By Michael Morton
“I know the city has been very lax on awarding sufficient contracts,” said Richard Hellenbrecht, chairman of Board 13, which runs from Glen Oaks in the north along the Nassau border to Brookville in the south. “It's many, many years between prunings.”
When trees are not pruned, branches and leaves can block traffic signs or make contact with and ruin roof shingles. Trucks and windstorms can also knock down dead branches still hanging on, potentially injuring people, damaging property or disrupting utility lines.
On its list of requested projects for 2005, Board 13 has asked the city to develop a large tree-pruning contract. The board has claimed it has about 175,000 of the borough's 375,000 trees, many of which are more than 100 years old, and it warned that not pruning them represents a safety hazard.
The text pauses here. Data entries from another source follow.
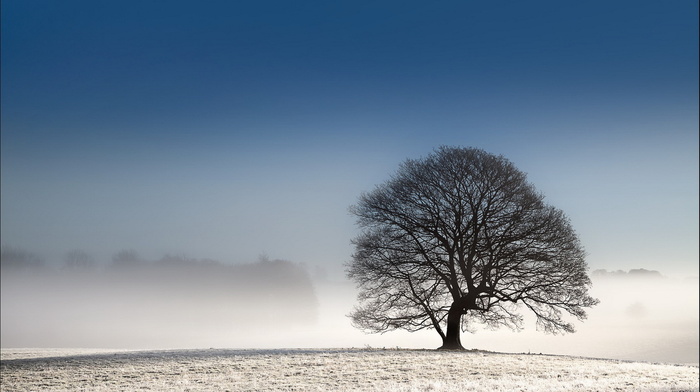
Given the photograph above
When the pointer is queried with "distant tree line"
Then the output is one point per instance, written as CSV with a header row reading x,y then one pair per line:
x,y
135,302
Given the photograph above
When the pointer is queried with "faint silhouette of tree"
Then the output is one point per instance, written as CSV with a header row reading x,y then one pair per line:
x,y
461,237
19,259
78,260
126,258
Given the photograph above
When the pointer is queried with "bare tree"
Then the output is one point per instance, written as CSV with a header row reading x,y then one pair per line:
x,y
78,260
126,258
460,237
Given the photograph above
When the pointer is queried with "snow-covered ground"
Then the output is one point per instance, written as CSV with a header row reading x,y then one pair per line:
x,y
330,370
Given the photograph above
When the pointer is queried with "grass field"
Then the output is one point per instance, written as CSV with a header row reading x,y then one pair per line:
x,y
331,370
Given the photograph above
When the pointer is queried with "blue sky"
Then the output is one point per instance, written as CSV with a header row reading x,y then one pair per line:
x,y
232,129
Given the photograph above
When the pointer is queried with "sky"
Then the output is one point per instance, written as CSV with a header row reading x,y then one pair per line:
x,y
230,130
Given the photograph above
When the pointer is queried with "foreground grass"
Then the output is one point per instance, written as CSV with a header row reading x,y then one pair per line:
x,y
331,370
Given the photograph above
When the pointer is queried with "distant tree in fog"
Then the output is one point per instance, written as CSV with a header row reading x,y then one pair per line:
x,y
18,259
78,260
127,258
462,237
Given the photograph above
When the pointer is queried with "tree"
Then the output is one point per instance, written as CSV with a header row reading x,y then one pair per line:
x,y
78,260
461,238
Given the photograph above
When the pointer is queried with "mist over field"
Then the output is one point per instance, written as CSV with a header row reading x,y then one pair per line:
x,y
180,302
174,302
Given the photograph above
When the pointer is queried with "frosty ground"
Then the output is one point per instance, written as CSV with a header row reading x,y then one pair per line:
x,y
331,370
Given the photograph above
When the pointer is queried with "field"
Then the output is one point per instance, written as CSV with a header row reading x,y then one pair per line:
x,y
331,370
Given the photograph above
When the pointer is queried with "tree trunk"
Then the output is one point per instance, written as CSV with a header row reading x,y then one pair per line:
x,y
452,340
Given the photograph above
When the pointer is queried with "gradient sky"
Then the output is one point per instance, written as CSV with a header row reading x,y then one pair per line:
x,y
227,130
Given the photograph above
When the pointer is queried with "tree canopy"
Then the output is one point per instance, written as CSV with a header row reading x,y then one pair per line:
x,y
461,237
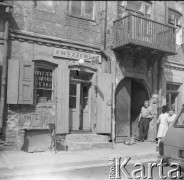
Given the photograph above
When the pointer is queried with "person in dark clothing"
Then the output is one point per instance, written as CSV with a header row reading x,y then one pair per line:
x,y
144,120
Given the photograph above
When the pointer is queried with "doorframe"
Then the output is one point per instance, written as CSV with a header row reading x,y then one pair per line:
x,y
78,81
144,84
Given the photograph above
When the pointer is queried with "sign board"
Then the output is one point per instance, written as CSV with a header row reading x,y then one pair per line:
x,y
72,54
43,78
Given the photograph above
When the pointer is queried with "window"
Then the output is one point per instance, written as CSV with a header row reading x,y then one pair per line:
x,y
72,95
43,84
83,9
174,18
44,5
140,8
172,91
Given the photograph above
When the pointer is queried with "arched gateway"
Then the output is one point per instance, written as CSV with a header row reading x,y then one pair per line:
x,y
129,98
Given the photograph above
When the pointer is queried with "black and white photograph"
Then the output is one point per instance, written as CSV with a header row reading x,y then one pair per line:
x,y
91,90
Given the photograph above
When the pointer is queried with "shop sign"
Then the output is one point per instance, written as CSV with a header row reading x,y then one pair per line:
x,y
72,54
43,78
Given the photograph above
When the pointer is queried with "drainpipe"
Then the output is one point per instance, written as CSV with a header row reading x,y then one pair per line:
x,y
4,69
108,58
160,72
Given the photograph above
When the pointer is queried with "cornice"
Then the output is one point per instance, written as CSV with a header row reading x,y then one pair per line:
x,y
171,66
51,41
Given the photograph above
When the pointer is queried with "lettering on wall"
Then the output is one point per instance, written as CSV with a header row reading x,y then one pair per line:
x,y
72,54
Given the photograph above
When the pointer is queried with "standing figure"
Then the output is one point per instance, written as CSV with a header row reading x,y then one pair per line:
x,y
144,120
171,116
162,122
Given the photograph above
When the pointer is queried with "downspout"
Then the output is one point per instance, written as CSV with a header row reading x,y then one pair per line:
x,y
103,51
4,69
108,58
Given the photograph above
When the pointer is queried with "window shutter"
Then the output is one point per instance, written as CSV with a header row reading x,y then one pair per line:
x,y
26,82
62,121
104,103
13,81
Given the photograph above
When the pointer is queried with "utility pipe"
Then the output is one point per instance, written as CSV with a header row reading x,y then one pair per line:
x,y
4,69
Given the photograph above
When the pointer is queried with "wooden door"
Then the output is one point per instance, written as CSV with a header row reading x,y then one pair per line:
x,y
104,103
74,102
122,109
85,106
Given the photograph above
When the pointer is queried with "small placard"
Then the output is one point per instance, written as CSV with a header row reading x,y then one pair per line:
x,y
72,54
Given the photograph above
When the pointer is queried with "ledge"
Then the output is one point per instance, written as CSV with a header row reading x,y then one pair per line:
x,y
31,36
34,128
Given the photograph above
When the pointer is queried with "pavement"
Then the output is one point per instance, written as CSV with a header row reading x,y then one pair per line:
x,y
17,163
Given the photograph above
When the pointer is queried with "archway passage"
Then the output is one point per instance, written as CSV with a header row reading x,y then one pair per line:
x,y
130,96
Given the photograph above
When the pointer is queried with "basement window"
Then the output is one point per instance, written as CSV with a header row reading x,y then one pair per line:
x,y
82,9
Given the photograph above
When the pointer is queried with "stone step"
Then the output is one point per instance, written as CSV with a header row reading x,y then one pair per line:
x,y
86,138
78,146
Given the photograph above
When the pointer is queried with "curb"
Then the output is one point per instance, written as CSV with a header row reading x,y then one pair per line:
x,y
40,169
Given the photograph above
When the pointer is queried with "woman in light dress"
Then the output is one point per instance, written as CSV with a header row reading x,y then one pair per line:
x,y
171,116
163,124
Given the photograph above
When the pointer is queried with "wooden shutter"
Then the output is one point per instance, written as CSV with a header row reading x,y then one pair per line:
x,y
62,122
104,103
26,82
13,81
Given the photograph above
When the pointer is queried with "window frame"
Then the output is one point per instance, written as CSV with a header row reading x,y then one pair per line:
x,y
82,11
175,13
176,125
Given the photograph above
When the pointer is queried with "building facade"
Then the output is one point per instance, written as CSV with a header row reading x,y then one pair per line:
x,y
87,67
58,73
145,45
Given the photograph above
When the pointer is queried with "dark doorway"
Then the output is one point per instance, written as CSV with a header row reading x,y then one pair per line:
x,y
130,97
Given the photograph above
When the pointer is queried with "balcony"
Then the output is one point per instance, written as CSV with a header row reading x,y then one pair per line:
x,y
135,31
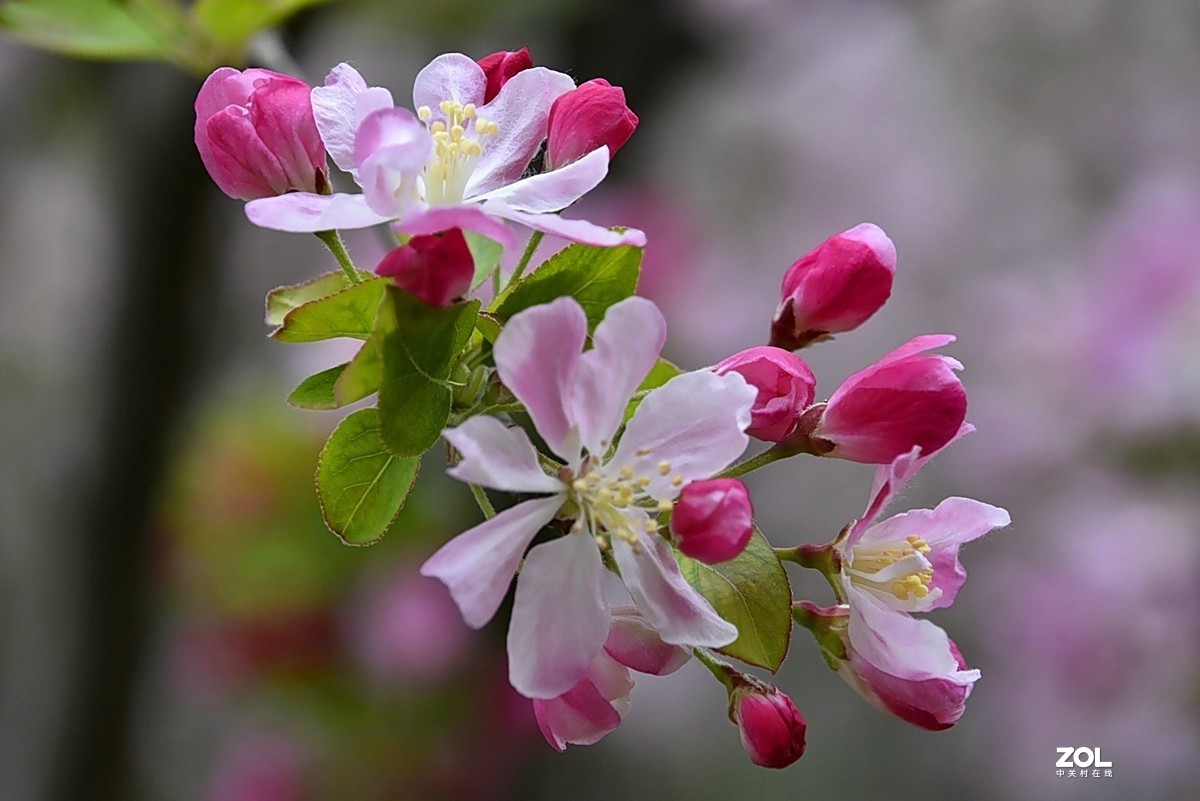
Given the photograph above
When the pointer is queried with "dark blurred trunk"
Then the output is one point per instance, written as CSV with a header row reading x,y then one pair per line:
x,y
159,190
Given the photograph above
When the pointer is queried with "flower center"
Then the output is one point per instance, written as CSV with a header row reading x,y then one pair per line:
x,y
898,568
457,143
616,505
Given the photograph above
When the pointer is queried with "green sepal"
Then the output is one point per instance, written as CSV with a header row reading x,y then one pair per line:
x,y
361,487
597,277
419,344
349,312
753,592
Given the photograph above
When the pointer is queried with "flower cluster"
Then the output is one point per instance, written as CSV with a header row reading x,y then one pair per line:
x,y
619,470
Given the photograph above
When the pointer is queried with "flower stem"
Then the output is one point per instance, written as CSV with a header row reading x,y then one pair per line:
x,y
534,241
485,505
771,455
335,245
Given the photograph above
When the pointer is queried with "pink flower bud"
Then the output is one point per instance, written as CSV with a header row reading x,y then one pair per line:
x,y
907,398
501,66
713,519
835,288
591,115
772,727
785,387
435,267
257,136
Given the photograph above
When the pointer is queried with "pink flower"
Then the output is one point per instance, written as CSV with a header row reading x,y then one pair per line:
x,y
598,702
435,267
589,116
907,562
835,288
501,66
772,727
713,519
256,134
785,386
459,162
685,431
906,399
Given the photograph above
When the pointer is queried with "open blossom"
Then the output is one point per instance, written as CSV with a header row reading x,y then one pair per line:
x,y
257,136
457,162
910,398
909,562
835,287
685,431
598,702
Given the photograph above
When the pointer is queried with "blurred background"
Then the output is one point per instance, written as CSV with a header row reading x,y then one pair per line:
x,y
177,624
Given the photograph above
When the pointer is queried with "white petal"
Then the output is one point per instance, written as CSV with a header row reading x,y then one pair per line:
x,y
498,457
480,562
696,423
559,619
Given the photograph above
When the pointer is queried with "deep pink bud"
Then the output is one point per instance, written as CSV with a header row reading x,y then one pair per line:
x,y
435,267
772,727
501,66
257,136
907,398
785,386
591,115
713,519
835,288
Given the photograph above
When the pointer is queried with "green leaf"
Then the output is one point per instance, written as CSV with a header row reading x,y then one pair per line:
x,y
419,345
361,487
751,591
659,374
349,312
363,375
96,29
233,22
486,252
597,277
317,391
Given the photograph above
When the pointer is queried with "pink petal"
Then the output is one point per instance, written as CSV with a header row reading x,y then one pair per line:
x,y
340,107
696,423
521,109
556,190
498,457
677,612
307,212
575,230
454,77
900,644
469,218
625,347
479,564
391,149
634,643
559,619
535,356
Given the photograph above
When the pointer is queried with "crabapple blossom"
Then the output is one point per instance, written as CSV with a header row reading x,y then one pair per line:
x,y
256,134
771,726
459,162
713,519
785,386
685,431
906,399
835,287
592,115
435,267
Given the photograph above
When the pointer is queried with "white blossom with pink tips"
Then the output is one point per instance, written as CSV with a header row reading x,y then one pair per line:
x,y
457,162
909,562
688,429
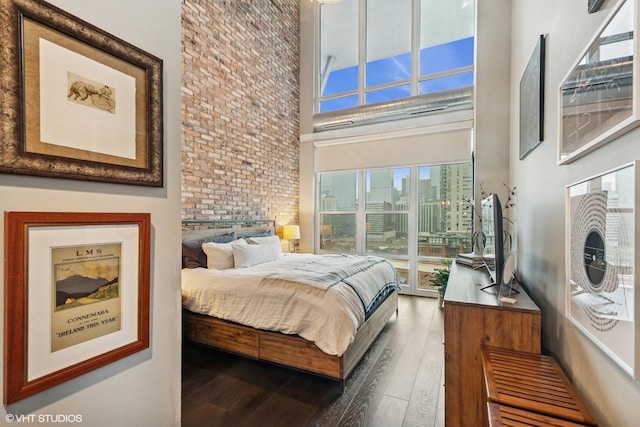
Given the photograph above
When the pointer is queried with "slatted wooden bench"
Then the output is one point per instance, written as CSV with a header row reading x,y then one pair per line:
x,y
533,383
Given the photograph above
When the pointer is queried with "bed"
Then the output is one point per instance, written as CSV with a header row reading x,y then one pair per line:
x,y
334,306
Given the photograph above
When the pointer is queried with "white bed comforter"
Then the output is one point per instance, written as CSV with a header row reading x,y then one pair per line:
x,y
265,296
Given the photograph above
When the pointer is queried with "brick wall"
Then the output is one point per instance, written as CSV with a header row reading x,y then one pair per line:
x,y
240,115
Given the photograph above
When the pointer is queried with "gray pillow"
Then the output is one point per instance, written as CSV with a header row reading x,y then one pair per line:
x,y
192,254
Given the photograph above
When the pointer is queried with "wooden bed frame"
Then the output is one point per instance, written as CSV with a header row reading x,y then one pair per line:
x,y
288,350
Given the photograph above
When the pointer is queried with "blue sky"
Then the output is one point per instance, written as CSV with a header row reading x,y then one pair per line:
x,y
435,59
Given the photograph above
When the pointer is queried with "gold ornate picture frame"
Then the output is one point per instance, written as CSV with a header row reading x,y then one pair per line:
x,y
77,102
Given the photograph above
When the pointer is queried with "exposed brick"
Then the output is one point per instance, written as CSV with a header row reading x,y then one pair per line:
x,y
240,109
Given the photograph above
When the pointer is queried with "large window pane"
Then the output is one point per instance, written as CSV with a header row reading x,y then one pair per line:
x,y
338,232
388,41
338,191
446,56
385,233
446,44
388,191
388,188
338,47
444,223
445,21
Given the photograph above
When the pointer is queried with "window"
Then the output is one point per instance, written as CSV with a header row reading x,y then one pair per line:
x,y
374,51
414,216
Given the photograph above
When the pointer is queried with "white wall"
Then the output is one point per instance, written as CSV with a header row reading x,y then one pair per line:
x,y
142,389
611,394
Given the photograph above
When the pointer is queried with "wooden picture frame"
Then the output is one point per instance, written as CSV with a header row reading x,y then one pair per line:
x,y
532,101
78,102
601,265
598,98
76,295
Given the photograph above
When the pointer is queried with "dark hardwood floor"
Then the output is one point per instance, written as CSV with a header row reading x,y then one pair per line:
x,y
397,383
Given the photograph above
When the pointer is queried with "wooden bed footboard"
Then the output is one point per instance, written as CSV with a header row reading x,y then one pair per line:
x,y
277,348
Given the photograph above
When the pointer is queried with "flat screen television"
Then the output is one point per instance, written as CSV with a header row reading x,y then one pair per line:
x,y
491,212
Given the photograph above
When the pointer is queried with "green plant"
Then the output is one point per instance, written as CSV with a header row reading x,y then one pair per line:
x,y
441,276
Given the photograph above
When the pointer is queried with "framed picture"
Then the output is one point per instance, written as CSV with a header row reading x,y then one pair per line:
x,y
532,101
78,297
594,5
601,265
84,104
598,98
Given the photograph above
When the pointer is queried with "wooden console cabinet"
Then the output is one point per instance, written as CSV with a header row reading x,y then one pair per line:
x,y
473,318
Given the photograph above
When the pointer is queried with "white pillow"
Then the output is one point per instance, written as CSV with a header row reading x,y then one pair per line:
x,y
263,240
220,255
248,255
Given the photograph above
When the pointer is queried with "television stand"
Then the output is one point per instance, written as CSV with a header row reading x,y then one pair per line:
x,y
473,318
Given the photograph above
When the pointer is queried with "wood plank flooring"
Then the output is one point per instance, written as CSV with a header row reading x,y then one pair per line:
x,y
397,383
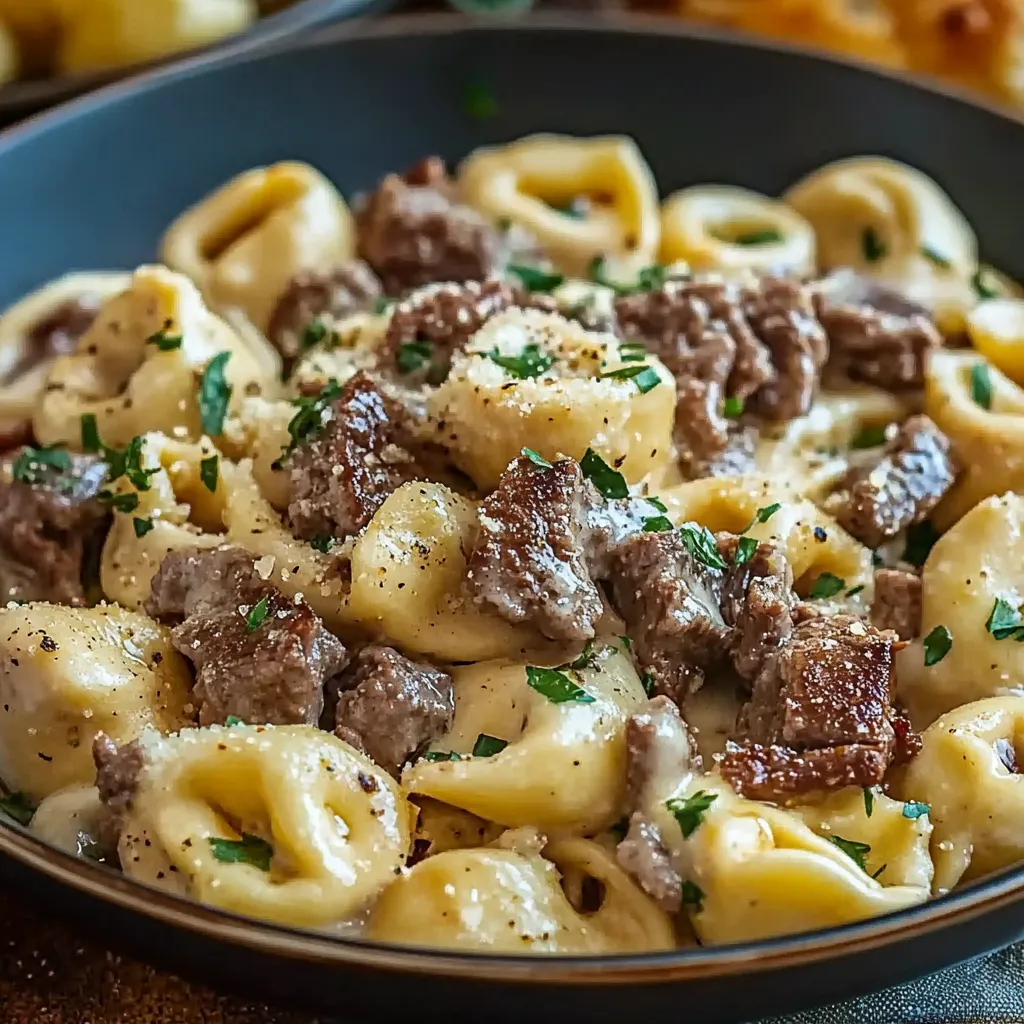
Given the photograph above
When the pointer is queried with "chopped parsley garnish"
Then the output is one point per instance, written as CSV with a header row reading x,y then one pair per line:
x,y
120,503
248,850
531,361
609,482
826,585
90,433
700,544
214,394
689,811
921,539
871,246
854,850
536,280
913,809
692,896
981,385
869,437
535,458
732,409
208,471
937,645
164,340
645,378
17,806
556,686
486,747
32,464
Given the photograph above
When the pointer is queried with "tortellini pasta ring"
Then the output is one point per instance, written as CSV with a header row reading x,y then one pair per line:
x,y
526,180
724,228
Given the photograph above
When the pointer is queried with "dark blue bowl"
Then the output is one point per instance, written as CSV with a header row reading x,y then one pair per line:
x,y
96,183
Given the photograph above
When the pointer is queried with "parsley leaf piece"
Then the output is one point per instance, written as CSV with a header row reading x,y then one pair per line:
x,y
689,811
556,686
608,481
536,280
981,385
937,645
692,896
208,471
214,394
854,850
871,246
531,361
826,585
248,850
17,806
921,539
744,550
700,544
31,465
164,340
486,747
913,809
535,458
90,433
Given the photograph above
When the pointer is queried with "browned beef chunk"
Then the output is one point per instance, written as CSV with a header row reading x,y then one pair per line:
x,y
392,707
670,604
528,560
758,601
875,335
346,471
328,296
820,716
413,232
897,602
915,469
259,655
47,525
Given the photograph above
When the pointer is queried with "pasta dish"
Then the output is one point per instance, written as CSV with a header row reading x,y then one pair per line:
x,y
515,560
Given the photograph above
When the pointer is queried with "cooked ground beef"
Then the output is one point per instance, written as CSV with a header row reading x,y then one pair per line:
x,y
342,475
328,296
391,707
265,669
915,469
820,716
528,560
875,335
47,526
897,602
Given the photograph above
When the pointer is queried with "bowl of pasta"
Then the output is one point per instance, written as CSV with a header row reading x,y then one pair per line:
x,y
642,468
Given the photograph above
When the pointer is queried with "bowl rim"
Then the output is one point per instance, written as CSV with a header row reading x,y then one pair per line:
x,y
107,885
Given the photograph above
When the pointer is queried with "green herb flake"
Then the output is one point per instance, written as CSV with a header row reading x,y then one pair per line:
x,y
214,394
689,811
536,280
249,850
208,471
486,747
937,645
609,482
556,686
257,613
981,385
531,361
825,586
701,545
854,850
The board cited a 1997 accident in which four schoolgirls died after a giant maple tree fell on them. The tree had never been pruned, but the Parks Department at the time said a lack of pruning was not a factor in the toppling.
The city Department of Parks and Recreation sends its employees out within 30 days of receiving a complaint for trees that represent an immediate danger, but it awards contracts to private contractors for general pruning.
The department relies on first receiving city funding for the contracts, and Hellenbrecht said. “Whether the budget news is good or bad, (Parks) seems to get cut every year, and that is bad for all of us,” he said.
Parks divides the borough into grids for pruning efforts and does sections at a time until Queens is completed. It then starts the process again, with each cycle taking 10 to 12 years, a Parks spokeswoman said.
An official familiar with the department's operation said a large number of trees have been pruned in Queens in the last 10 years, with the department ready to give out contracts any time city money comes in. And while many residents called Parks to have their trees done, the official said, others have complained after prunings that the aesthetics of their neighborhood were ruined.
Peter Richards, the head of Board 13's Parks Committee, said he once asked Parks to prune along his Queens Village Block. He said it took them a year and a half to do so, but “they did deliver.”